Dopadł go pewnego rodzaju smutek, że przez niego musieli wszystko wcześniej zakończyć. A także nuta zażenowania, gdy szedł obok czarnowłosego, który nie odezwał się już do niego słowem, ale za to ludzie dookoła nie powstrzymywali się od plotkowania.

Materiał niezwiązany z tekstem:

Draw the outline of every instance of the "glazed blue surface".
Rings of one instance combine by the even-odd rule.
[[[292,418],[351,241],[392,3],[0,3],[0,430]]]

Nawet w samochodzie Richard nie uraczył go słowem pocieszenia, jedynie kazał mu się przespać, zapewne, by uniknąć niezręcznej ciszy. Zupełnie rozumiał jego zdenerwowanie i prawdopodobnie pretensje jakie miał do Archiego. Podejrzewał, że to już koniec możliwości, by między nimi coś wyszło i może powinien zostać w domu, ale tak naprawdę zaczął się tak czuć dopiero w tym miejscu. No i gdyby starał się odwołać randkę taką prostą wymówką, Richard też mógłby pomyśleć, że stara się go unikać.
W trakcie drogi nie odzywał się, patrząc przez szybę po swojej stronie, a już wkrótce rozmazane światła, cichy warkot silnika i kołysanie samochodu rzeczywiście sprawiły, że wyczerpany chłopak usnął.
Przebudził się dopiero, gdy Richard zaparkował samochód przed budynkiem, jednak zupełnie nie poznawał tego miejsca. Z początku pomyślał, że zawiózł go prosto do szpitala, ale budowla była zbyt mała, tak samo na hotel.
-Gdzie jesteśmy? - zapytał jeszcze nieco zaspany. Wyglądało to jak bardzo ekscentryczna i droga willa zaprojektowana przez jakiegoś utalentowanego architekta. "Niemożliwe… Nie zabrałby mnie do siebie" przeszło mu przez myśl, gdy pomyślał, że to mogło być właśnie jego dzieło. Nie wychodził jeszcze z samochodu, bo może Richard tylko czegoś potrzebował i zaraz odwiezie go do jego domu.